[Intel-gfx] [PATCH 3/3] drm/i915/execlists: Offline error capture

Thu Jan 16 18:32:31 UTC 2020

Quoting Tvrtko Ursulin (2020-01-16 18:14:24)
> 
> On 16/01/2020 17:48, Chris Wilson wrote:
> > Quoting Tvrtko Ursulin (2020-01-16 17:22:10)
> >>
> >> On 15/01/2020 08:33, Chris Wilson wrote:
> >>> +     /*
> >>> +      * We need to _quickly_ capture the engine state before we reset.
> >>> +      * We are inside an atomic section (softirq) here and we are delaying
> >>> +      * the forced preemption event.
> >>> +      */
> >>> +     cap->error = capture_regs(engine);
> >>> +     if (!cap->error)
> >>> +             goto err_free;
> >>> +
> >>> +     if (i915_request_completed(cap->rq)) /* oops, not so guilty! */
> >>> +             goto err_store;
> >>
> >> Should this be a bug on? Doesn't look active_request() can return a
> >> non-completed request. Hm I guess we can make a wrong decision to reset
> >> the engine.
> > 
> > Aye. Until we actually invoke the reset, the engine is still active and
> > so may have advanced. We call ring_set_paused() so it doesn't get too
> > far ahead, but that still lets the breadcrumb tick over, so it is still
> > possible for the active_request() to complete (but no more).
> 
> ...
> 
> >> But in any case, if request has completed in the meantime, why go to
> >> i915_error_state_store which will log a hang in dmesg?
> > 
> > Because we are about to call intel_reset_engine(), so want some debug
> > clue as to why we got into a situation where we invoked the forced
> > preemption. I thought it might be useful to see the engine state, and to
> > drop the "oops, please file a bug request" because of the reset.
> 
> ... so we could still decide to bail out if request completed in the 
> meantime and give up on the whole reset business. Why not if not? I 
> guess it is of little practical difference, micro-second here or there 
> before a potential false positive.

(When I first added the check here, it was following a hacky
__intel_gt_reset() to ensure the engine had stopped, so I needed to
always do a real reset to cleanup the mess.)

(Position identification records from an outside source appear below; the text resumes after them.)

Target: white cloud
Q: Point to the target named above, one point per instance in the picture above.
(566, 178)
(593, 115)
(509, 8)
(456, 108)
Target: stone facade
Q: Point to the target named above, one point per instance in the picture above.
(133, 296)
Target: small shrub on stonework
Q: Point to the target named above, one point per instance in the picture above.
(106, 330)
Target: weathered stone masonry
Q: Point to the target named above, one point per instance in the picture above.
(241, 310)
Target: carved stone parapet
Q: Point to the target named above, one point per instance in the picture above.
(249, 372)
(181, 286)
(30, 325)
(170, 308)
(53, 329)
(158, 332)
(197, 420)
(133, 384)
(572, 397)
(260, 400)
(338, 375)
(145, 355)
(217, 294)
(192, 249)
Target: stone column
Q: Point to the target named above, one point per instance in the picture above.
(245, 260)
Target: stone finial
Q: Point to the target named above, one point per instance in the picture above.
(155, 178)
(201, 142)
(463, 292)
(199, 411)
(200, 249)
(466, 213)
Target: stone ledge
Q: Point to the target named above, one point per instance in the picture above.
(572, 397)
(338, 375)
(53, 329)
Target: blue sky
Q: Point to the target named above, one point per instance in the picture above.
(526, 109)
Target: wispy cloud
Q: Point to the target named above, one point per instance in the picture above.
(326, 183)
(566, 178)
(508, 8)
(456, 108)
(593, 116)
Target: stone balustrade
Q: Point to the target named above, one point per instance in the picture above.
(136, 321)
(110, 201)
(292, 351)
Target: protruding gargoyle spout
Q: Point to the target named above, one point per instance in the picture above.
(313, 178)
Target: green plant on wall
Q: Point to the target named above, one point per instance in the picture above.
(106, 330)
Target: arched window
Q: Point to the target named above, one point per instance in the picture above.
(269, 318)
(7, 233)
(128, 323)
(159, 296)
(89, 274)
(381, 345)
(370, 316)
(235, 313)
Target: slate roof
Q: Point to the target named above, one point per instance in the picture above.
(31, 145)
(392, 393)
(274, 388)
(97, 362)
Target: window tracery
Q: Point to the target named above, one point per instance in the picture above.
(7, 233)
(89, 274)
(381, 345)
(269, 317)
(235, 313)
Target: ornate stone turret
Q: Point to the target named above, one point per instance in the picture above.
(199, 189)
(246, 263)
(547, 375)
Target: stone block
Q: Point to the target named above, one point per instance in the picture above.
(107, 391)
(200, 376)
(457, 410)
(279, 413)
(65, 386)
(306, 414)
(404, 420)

Hmm. I was about to say "but the preemption window expired and we need
to reset". However, if we have completed this request and having done
since our earlier inspection, it must also hit an arbitration point
where the preemption will take place.

So yes, we can bail out here quietly if we find ourselves with a
completed request at the last moment.

For simplicity, I'm just going to ignore the troublemaker and put it on
the hold list.

         * Note that because we have not yet reset the engine at this point,
         * it is possible for the request that we have identified as being
         * guilty, did in fact complete and we will then hit an arbitration
         * point allowing the preemption to succeed. The likelihood of that
         * is very low (as the capturing of the engine registers should be
         * fast enough to run inside an irq-off atomic section!), so we will
         * simply hold that request accountable for being non-preemptible
         * long enough to force the reset.

We will then skip the completed request when it comes time to dequeue.
Business as usual in the land of preempt-to-busy.
-Chris